偉大な人物たちを非難する人類の堕落に

 偉人は凡人よりも非難の声を多く受ける。何か偉大なことを成し遂げた人は、全く何も成し遂げない無名よりも確実に悪し様に言われることになる。もちろん同じくらい、偉人はその偉業を称えられるだろう。
 しかし偉人は確実に、無名の人々よりもずっと多くの悪評をその身に受けることになる。

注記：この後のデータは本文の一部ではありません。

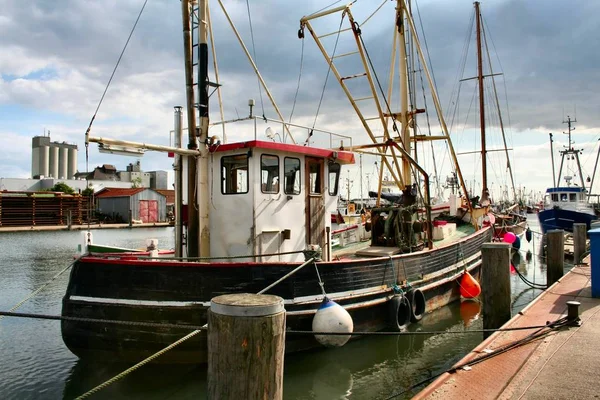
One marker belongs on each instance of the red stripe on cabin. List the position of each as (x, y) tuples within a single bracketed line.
[(341, 156)]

 なぜなら第一に、至極単純に目立つからだ。何も成し遂げていない人よりも、何かを成し遂げた人は、他人の耳目にさらされて評価を受ける。その対象になるということが、大きな違いなのである。
 そしてまた第二に、物事とは例外なく良い面と悪い面を見ることができる。ある人がとんでもない偉業を成し遂げたとて、それは見方によっては悪しき解釈も可能なのだ。その意見を止めることはできない。事実かどうか、どれくらい確かかどうかは関係がなく、そう思えるというだけで、その偉業への評価として数えられてしまう。
 加えて第三に、偉業は嫉妬の対象になる。だからそもそも、悪意を向けられやすい。その偉業が大きければ大きいほど、くだらない憎悪と嫉妬と負の念を向けられやすくなる。するとそこには、良くない評価と意見が発生する。

 これら三つの主な理由によって、偉業を成し遂げた人は、そうでない人よりも非難の声を多く受けることになる。しかしもちろん、割合で見れば少数だ。もちろん、1000の称賛に1の非難がある程度の。
 だが私達は褒められているものよりも、非難を受けているものの方が印象に残ってしまう心理を持っている。だからそのマイナスの評価は、実態よりも何倍も多く感じてしまいがちだ。
 そして偉業を成し遂げることはすごいことのはずなのに、そのマイナスが多く見えることによって萎縮してしまう。その本当のすごさが見過ごされてしまう。

 危機感を持つべきだ。正しい目を持たねばならない。視界の曇りとは、悪意への印象だ。それは少数派の意見なのである。あるいは間違った風潮なのである。
 偉業への非難は、偉業のすごさを表しているにすぎない。それを間違えてしまえば、人間はもはや誰も偉業など成し遂げられなくなってしまう。
 堕落した生命に、未来はない。